In the book, he espouses this mindset philosophy that mostly makes pretty good sense but is not particularly original, if you’re well versed with stoicism you’ll be familiar with most of its concepts…
- Accept your negative emotions, in fact, get very familiar with your negative emotions.
- Ponder the worst possible outcome of whatever situation you’re grappling with or the consequences of your actions, and get comfortable with the pain and suffering you might face.
- Accept that life is nonstop pain and discomfort. Instead of trying to avoid pain try to choose your problems. Ask yourself… What kind of problems do I want to have?
Meditate on Death
I’ve often heard that real a lifehack for happiness, motivation, and clarity of purpose is to meditate on your own death. Some go as far as meditating in a cemetery to really drive the realization home that (yes, even if you’re a transhumanist) one day you’re going to die and your consciousness, your spirit, everything that you are will probably cease to exist.
Whether it be through mastering an art form, conquering a new land, gaining great riches, or simply having a large and loving family that will live on for generations, all the meaning in our life is shaped by this innate desire to never truly die. (p. 198)
Confronting the reality of our own mortality is important because it obliterates all the crappy, fragile, superficial values in life. (p. 205)
Yet, in a bizarre, backwards way, death is the light by which the shadow of all of life’s meaning is measured. (p. 195)
This acceptance of my death, this understanding of my own fragility, has made everything easier — untangling my addictions, identifying and confronting my own entitlement, accepting responsibility for my own problems — suffering through my fears and uncertainties, accepting my failures and embracing rejections — it has all been made lighter by the thought of my own death. (p. 209)
So I’ll be looking up a cemetery to go visit to do some meditation!
Is Mark Manson Red-Pilled?
Was the question that I saw on Quora a while back and pondered given some of my experience with him and his work…
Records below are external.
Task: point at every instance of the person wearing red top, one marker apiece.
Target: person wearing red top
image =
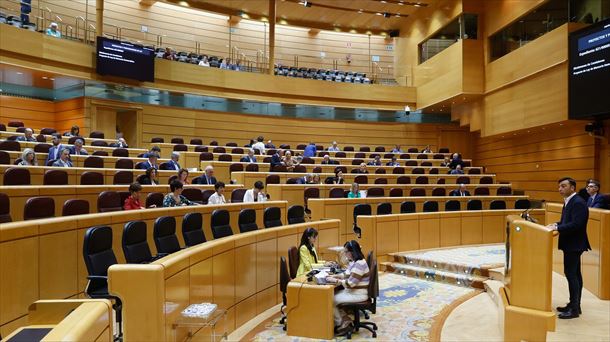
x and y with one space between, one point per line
133 201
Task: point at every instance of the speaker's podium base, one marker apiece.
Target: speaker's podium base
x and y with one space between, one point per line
524 324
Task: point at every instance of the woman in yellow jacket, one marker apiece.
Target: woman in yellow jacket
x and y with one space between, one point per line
308 257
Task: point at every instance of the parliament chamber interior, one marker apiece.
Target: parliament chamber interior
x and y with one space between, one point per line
295 170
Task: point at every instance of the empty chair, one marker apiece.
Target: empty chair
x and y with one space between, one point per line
439 192
91 178
421 180
164 234
504 191
430 206
220 223
486 180
361 179
453 205
10 145
55 177
193 195
98 257
247 220
375 192
38 208
5 208
272 179
109 201
497 205
237 195
474 205
407 207
135 245
94 162
403 180
523 203
122 177
419 192
272 217
192 229
97 135
124 163
120 152
336 193
384 208
17 176
75 207
481 191
296 214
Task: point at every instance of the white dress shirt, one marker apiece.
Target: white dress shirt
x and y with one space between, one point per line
216 199
249 196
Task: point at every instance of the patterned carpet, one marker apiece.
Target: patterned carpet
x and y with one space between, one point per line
407 310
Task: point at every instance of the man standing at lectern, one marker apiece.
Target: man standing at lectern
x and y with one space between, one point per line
573 242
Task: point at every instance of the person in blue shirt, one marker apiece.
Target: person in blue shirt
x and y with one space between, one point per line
52 31
310 150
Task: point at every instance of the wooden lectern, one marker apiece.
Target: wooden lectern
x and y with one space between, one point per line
528 281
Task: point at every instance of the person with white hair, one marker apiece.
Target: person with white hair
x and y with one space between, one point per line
53 31
173 163
28 135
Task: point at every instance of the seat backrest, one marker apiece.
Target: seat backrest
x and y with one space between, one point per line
430 206
272 217
17 176
384 208
221 225
474 204
55 177
192 229
91 178
247 220
296 214
38 208
453 205
497 205
94 161
123 177
75 207
523 203
407 207
135 245
5 208
109 201
237 195
164 234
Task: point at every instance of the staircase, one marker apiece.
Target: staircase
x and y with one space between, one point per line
463 266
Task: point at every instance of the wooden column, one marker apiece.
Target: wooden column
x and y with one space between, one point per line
272 15
99 17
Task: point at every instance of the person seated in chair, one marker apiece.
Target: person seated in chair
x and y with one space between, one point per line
355 282
64 159
460 192
393 162
28 135
308 257
151 177
207 177
218 197
175 198
376 161
250 158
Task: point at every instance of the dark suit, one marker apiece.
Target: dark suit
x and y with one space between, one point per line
204 180
598 202
573 242
458 193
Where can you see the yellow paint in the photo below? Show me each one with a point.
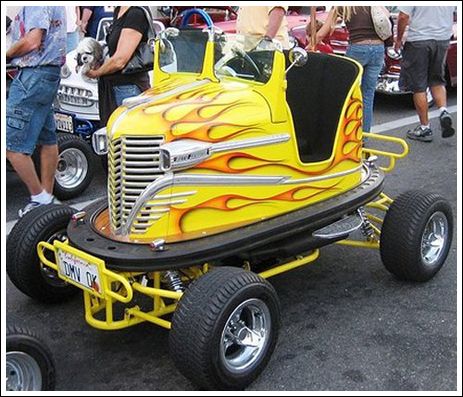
(230, 110)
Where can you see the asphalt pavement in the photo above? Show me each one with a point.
(347, 324)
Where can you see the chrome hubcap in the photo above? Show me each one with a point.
(72, 168)
(434, 238)
(245, 336)
(22, 372)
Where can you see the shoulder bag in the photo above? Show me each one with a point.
(381, 22)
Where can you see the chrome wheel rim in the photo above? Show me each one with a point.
(245, 336)
(22, 372)
(72, 168)
(434, 238)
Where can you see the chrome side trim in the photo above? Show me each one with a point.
(134, 102)
(323, 177)
(171, 179)
(248, 143)
(192, 180)
(186, 153)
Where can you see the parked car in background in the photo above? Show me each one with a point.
(388, 82)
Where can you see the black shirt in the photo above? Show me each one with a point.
(134, 18)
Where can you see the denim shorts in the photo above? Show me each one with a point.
(122, 92)
(29, 112)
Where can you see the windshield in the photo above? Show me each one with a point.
(183, 51)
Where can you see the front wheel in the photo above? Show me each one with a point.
(23, 266)
(416, 235)
(225, 329)
(29, 363)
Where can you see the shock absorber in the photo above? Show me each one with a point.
(366, 228)
(174, 281)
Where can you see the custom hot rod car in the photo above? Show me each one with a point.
(236, 167)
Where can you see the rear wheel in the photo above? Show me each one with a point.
(26, 272)
(29, 362)
(225, 329)
(416, 235)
This scene in The Matrix where Neo has to choose between a blue pill that will return him to his comfortable but drab life as a corporate office drone and a red pill that wakes him up to the cruel reality of the enslavement of humanity has been enshrined as a meme for waking up from the cultural conditioning we’ve received. Red pill has come to mean any content or idea that fundamentally challenges the power structures of society that tower over us; the state, predatory capitalism, established religion, encroaching cultural marxism, and socialism.
Mark Manson and The Subtle Art of Not Giving a F*ck are sort of red-pilled — purple-pilled, if you will. The book commits the benign violation of using the F-Word a lot but other than that is as mainstream as you can get. If the book was really red-pilled it wouldn’t be published by a big five publisher, Harper-Collins, and make the New York Times bestseller list — it would be banned from Amazon!
However, a red pill is not always what you need. There is some truth in blue pill personal development thought. Not everything mainstream is fallacious and part of an insidious conspiracy to make your life suck.
Cultural Commentary
Since I saw it come out I was a bit skeptical of this book for a simple reason — It has Fuck in its title, or at least that’s implied. It seems very faux-edgy to put a Fuck in the title of your book just to stir a little controversy and it says something deeply disappointing about our culture that a book with a quite vulgar word in its title becomes such a prolific bestseller. As we’re so fond of pointing out in the red pill sphere of the internet we live in an utterly bastardized, dumbed-down, soon-to-be Idiocracy-in-real-life culture. Hit people in the face with the F-Word on the front cover of your book and apparently it will sell like hotcakes!
In conclusion…
If you’re unfamiliar with stoicism it’s probably worth reading, if you’re already applying stoic principles in your personal growth this really won’t be an epiphany-filled 224 pages.